I'm in the same boat with my 2 wethers. I have been told to tape a tennis ball on to them. I haven't done this, as mine are a year old and pretty much do the same thing. I'm thinking filing would hurt them though. Not sure.


----------



## erica4481

janeen128 said:


> I'm in the same boat with my 2 wethers. I have been told to tape a tennis ball on to them. I haven't done this, as mine are a year old and pretty much do the same thing. I'm thinking filing would hurt them though. Not sure.


I've already did the tennis balls . They don't stay on unless you cut a hole in each of the balls and cut a stick about a foot long and put each end of the stick in the hole of the ball and put a screw through the ball into the very ends of the stick and then I taped the stick across his horns and it worked great but I used it to keep him from getting his head stuck in the fence but it also worked to keep him from poking me.

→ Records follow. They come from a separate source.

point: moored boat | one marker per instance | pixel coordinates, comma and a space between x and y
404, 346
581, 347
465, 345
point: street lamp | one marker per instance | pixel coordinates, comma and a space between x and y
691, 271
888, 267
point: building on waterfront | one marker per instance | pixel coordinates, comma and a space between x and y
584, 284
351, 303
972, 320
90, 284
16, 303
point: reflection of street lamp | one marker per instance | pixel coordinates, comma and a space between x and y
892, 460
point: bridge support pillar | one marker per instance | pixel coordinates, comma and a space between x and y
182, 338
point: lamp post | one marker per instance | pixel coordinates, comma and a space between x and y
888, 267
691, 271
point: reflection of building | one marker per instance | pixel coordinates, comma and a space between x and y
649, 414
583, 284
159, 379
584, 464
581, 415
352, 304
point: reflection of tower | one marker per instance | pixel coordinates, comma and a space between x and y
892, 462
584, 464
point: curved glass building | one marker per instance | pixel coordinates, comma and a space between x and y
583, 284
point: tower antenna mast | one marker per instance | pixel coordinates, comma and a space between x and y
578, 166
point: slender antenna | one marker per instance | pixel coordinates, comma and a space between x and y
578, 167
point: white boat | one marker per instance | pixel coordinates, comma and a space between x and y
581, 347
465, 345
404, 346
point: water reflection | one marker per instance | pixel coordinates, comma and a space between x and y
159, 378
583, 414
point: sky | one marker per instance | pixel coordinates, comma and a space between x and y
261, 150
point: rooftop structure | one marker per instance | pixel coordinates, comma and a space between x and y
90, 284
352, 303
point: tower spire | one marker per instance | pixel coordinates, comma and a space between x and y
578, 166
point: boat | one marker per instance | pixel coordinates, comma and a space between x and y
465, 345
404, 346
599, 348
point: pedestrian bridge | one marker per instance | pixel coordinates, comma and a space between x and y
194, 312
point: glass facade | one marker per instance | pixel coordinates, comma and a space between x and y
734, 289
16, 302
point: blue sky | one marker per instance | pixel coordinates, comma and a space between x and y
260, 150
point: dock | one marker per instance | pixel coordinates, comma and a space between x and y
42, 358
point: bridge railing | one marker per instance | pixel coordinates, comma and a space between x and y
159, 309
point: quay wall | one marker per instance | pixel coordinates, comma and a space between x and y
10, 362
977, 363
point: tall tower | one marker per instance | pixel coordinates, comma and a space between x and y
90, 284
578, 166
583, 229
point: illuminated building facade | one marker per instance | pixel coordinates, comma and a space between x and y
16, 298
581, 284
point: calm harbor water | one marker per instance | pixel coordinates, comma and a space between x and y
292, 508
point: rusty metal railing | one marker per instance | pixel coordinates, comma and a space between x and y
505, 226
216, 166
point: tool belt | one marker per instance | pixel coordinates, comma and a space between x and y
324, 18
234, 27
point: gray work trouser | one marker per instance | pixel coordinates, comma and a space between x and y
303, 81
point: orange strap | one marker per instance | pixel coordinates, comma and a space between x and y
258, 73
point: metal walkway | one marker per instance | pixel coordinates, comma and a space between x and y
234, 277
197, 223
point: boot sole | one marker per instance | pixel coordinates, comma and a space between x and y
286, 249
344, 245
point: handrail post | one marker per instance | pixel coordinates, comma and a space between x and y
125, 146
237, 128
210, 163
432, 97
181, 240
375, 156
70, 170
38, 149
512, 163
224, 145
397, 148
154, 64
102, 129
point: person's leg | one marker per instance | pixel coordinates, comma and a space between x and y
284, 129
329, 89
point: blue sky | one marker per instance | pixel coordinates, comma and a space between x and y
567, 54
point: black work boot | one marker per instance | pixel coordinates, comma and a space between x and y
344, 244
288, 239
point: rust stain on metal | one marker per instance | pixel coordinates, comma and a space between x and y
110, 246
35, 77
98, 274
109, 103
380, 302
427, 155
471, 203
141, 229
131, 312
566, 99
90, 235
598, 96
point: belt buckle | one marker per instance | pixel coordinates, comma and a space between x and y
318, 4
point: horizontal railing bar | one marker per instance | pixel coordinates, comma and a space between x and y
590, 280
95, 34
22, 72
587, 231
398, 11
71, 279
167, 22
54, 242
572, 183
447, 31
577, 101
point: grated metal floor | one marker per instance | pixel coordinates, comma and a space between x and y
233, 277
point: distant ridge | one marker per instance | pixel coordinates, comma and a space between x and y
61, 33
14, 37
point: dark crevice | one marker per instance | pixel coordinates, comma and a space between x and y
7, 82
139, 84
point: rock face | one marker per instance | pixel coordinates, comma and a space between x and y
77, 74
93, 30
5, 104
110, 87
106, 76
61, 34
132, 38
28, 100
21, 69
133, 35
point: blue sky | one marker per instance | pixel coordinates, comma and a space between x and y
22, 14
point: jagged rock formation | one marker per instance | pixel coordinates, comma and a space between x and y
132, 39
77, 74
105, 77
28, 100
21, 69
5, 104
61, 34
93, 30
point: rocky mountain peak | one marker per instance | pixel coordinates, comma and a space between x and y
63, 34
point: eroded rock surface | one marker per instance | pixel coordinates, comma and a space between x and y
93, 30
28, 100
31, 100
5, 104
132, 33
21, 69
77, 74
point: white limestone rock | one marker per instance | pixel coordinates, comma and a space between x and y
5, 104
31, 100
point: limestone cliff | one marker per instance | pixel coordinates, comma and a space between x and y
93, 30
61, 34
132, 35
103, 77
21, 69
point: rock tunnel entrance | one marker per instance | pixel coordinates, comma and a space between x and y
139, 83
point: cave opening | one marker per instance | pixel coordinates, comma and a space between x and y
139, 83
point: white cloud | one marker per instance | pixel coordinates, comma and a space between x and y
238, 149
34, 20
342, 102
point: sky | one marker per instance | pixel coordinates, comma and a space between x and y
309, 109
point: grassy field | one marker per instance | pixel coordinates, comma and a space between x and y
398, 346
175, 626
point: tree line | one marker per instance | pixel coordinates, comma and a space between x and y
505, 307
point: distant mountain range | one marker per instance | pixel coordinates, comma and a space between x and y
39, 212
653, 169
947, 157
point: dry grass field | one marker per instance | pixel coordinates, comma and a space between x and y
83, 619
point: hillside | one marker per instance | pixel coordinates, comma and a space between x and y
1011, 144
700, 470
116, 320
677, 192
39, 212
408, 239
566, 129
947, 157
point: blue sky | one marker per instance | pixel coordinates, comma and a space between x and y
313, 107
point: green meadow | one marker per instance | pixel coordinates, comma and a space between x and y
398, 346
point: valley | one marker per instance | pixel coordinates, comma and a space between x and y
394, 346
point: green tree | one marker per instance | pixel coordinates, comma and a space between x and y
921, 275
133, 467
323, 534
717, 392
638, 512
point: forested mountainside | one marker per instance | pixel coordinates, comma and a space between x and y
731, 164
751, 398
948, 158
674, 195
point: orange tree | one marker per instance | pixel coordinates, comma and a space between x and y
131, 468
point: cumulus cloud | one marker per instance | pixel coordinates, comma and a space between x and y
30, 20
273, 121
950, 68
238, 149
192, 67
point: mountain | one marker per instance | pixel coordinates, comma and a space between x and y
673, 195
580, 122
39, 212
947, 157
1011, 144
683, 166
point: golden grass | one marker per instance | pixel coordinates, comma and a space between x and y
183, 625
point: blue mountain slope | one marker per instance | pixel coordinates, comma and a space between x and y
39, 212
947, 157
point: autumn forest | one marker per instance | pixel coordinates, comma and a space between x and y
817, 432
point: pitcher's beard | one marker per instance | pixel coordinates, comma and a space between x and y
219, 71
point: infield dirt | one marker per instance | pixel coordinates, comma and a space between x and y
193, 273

But it made his horns grow a little weird so I took it off.


----------



## goatgirl132

You could take off about an inch if that without hurthing them so if you canted to just make the point rounded it should work

Some people in the show world will acctually take a sander to their horns to make them look "pretty"


----------



## erica4481

goatgirl132 said:


> You could take off about an inch if that without hurthing them so if you canted to just make the point rounded it should work
> 
> Some people in the show world will acctually take a sander to their horns to make them look "pretty"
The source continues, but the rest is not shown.